Our love affair with AI's large learning models, such as ChatGPT, is already making an impact to our every day lives. Sassy robot butlers seem just over the horizon. With AI, we aim to advance beyond what software currently does best - empowering us, reducing tedious tasks, and making us superhuman. It seems like every day we’re finding new ways to improve the user experience.
We’re also urging caution. New technology brings new ways of solving old problems. The temptation is to focus on the AI part without seeing how it benefits the user. Worse still, is riding the wave and applying AI to mediocre ideas in order to standout. We’ve been here before.
From the user's perspective, we believe there are many opportunities to create ideal user experiences with AI. However, the fundamentals of good software experiences have not changed: empower the user with the tasks they want to do and minimise the ones they either don't want or can't do by themselves.
Good AI in action
While AI isn’t necessarily new, the most effective use is in how it lives under the hood. The AI is there as a considerate friend, a guide, a servant at your beck and call. It’s either helping you or moving things out of your way.
- Composing an email in Gmail allows for it to do a sort of ‘super’ autocomplete, to finish emails off
- Notion AI tool allows for several options to help with writing or generating ideas.
- Adobe is making Photoshop be able to do more with their generative background fill
- Commonwealth Bank, as one example, use AI for pattern discovery and Fraud Detection
- Git Co-Pilot assists developers with code suggestions that’s contextually relevant.
Notion’s AI toolkit makes suggestions for writing. However, I don’t know if it necessarily makes the user into a better writer. The jury is still out whether AI helps writing OR reduces the need to write clearly, but that’s a topic for another day.
A few predictions :
- One big thing we’re already seeing is the ability for unstructured data, like an email or conversation, to be converted to a structured format suitable for an API or some other piece of software.

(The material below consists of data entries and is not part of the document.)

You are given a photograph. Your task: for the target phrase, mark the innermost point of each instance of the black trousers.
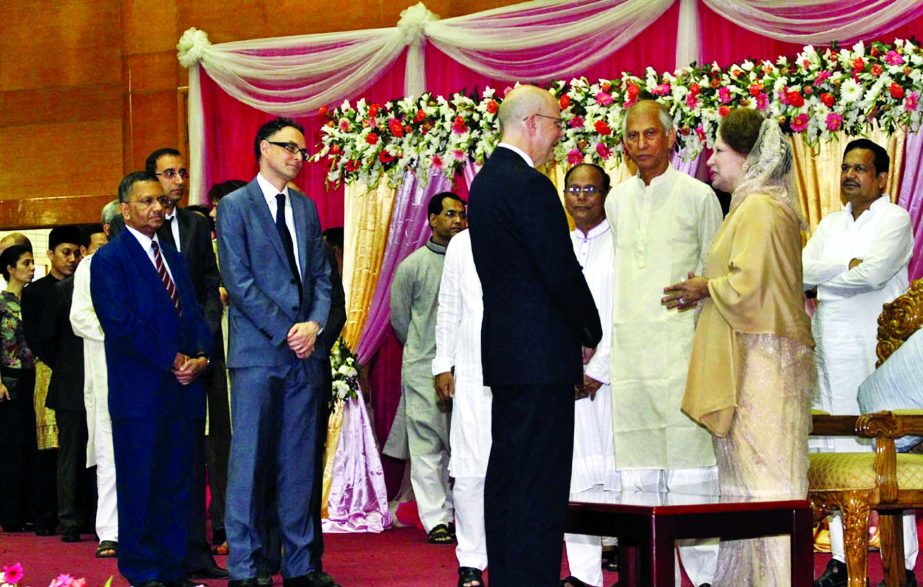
(17, 448)
(528, 482)
(76, 485)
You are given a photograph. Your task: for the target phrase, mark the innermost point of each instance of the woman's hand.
(686, 294)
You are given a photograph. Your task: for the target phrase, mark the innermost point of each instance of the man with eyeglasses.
(585, 189)
(277, 276)
(662, 223)
(538, 312)
(157, 346)
(190, 234)
(424, 427)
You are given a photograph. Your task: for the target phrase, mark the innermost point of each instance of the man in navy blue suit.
(157, 345)
(277, 276)
(538, 311)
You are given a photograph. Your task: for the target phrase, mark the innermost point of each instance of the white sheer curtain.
(816, 21)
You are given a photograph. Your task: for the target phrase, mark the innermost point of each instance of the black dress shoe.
(834, 575)
(213, 572)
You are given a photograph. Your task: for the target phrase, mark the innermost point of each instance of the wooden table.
(648, 524)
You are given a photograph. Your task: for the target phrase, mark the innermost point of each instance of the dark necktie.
(166, 235)
(286, 237)
(165, 277)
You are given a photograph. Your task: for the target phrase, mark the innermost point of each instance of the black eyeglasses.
(291, 148)
(172, 173)
(576, 190)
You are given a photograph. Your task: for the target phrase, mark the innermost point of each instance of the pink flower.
(893, 58)
(912, 101)
(799, 123)
(12, 574)
(821, 76)
(459, 126)
(762, 102)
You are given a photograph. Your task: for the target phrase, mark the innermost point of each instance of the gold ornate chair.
(886, 481)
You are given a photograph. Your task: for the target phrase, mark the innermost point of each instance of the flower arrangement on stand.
(345, 372)
(816, 94)
(13, 576)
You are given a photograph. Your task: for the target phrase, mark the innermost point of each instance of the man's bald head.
(15, 238)
(530, 120)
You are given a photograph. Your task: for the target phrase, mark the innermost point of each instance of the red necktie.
(165, 277)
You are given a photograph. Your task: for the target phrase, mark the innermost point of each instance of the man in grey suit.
(278, 279)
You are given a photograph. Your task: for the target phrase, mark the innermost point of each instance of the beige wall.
(89, 87)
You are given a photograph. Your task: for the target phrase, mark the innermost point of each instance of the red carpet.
(396, 558)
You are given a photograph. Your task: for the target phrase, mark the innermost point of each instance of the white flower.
(850, 91)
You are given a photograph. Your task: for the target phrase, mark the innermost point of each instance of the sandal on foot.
(441, 535)
(469, 577)
(107, 549)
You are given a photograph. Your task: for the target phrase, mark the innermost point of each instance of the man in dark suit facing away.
(538, 312)
(157, 345)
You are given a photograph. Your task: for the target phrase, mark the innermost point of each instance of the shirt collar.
(519, 152)
(598, 230)
(435, 247)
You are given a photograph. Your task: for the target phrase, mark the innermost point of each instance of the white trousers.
(700, 557)
(911, 547)
(429, 478)
(468, 496)
(107, 513)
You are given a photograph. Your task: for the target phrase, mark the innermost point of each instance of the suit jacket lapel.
(264, 219)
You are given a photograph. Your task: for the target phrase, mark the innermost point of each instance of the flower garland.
(344, 370)
(818, 94)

Scenarios where documents need to be read, interpreted and actioned will be ripe for further reducing friction.
- How we describe and label AI-fused actions may not necessarily need to invoke ‘AI’ in the label. I.e. “Remove background” is clearer than “AI Background remover”.
- Navigational tools, like search, can be better used to parse search queries. Instead of ‘Men’s Nikes’ a user could search using sentiment ‘Something sporty and fun’.

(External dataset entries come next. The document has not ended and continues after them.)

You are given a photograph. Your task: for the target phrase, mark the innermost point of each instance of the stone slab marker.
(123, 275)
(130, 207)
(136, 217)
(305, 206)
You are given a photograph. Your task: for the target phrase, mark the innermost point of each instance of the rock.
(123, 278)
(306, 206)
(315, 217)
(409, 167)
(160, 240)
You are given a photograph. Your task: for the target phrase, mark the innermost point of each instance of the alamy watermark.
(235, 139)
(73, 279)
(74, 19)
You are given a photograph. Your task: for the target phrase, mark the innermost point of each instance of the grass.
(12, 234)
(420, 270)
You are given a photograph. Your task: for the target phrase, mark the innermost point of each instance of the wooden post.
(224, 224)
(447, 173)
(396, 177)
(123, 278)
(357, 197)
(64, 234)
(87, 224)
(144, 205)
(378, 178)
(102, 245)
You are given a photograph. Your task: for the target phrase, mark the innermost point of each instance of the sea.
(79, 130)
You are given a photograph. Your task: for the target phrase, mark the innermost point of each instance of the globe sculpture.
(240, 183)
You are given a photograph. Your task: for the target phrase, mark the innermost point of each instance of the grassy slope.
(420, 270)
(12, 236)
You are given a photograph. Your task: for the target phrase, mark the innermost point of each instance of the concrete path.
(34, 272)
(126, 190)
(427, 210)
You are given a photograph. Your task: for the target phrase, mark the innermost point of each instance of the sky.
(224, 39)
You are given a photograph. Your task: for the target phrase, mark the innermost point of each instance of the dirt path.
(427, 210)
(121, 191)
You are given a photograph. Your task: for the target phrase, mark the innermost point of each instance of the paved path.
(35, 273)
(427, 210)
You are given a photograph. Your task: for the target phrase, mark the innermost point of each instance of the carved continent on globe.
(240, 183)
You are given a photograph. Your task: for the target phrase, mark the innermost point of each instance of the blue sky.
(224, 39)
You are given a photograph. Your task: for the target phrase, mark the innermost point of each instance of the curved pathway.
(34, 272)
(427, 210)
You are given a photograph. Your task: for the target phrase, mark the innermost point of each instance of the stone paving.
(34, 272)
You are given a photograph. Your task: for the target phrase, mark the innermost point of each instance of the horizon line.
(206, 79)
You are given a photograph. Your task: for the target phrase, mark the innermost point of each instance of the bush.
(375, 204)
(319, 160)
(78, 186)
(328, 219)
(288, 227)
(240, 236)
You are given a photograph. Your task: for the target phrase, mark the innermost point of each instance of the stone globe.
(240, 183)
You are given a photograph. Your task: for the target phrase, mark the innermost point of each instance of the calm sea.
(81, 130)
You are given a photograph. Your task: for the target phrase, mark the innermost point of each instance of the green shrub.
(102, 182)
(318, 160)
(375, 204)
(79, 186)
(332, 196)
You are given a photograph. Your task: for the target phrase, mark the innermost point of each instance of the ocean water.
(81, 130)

- Prompts for generating images, such as Mid-Journey or Dall-E , are still a pain. Further investment into a UI will be needed to move it from early adopters to the general public (though other platforms will most likely adopt it and apply their familiar UI to need the needs of the user. See: Canva)
- JasperAI, a writing tool for marketers, will be vulnerable to users going direct to ChatGPT. They will either pivot or die by the AI-sword.

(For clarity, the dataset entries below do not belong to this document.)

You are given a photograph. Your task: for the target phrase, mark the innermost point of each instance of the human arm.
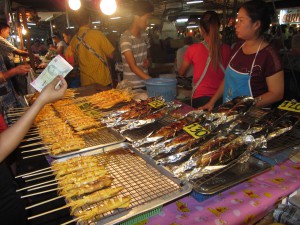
(10, 138)
(183, 68)
(20, 70)
(211, 103)
(133, 66)
(275, 91)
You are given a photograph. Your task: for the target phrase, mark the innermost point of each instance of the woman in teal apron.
(255, 68)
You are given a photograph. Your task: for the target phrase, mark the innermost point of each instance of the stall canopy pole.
(23, 13)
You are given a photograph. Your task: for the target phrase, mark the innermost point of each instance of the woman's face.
(67, 38)
(244, 28)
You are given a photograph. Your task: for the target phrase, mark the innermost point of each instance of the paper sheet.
(57, 66)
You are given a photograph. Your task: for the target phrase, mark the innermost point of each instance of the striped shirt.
(138, 47)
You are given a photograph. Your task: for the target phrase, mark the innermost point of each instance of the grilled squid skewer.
(94, 197)
(105, 206)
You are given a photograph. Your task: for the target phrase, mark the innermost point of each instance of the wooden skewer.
(35, 150)
(43, 186)
(35, 185)
(45, 153)
(70, 221)
(31, 139)
(44, 202)
(38, 193)
(30, 145)
(36, 174)
(36, 171)
(45, 213)
(38, 178)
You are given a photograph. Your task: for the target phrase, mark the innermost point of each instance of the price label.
(157, 104)
(290, 106)
(196, 130)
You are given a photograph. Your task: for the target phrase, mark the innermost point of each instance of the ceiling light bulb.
(74, 4)
(108, 7)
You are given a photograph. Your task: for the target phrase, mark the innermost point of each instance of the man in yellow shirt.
(92, 49)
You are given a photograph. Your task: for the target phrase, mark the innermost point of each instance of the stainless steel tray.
(105, 137)
(148, 184)
(236, 174)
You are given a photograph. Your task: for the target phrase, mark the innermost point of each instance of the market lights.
(108, 7)
(74, 4)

- AI is very expensive, computationally. Pricing plans that target a per-use basis will become more common as more products embed AI.
- Very long term - Our big bet is AI will be able to navigate software including using authentication to access bank accounts (scenario: ‘hey Siri, transfer $50 to my nephew for my birthday’). I can see Apple introducing Siri 2.0 that is far more capable and, importantly, more trusted to do riskier operations. Apple’s next Trillion will come from mining trust, not data.
- In the realms of AI-made art, taste and curation will become key. Will this be AI-lead? Potentially, but AI isn’t ‘smart’ - it operates on probability. And humans are notoriously hard to peg down when it comes to taste.
- Relationships & trust will still be hard-earned. You cannot outsource trust and connection to AI. That’s what alcohol and coffee is for.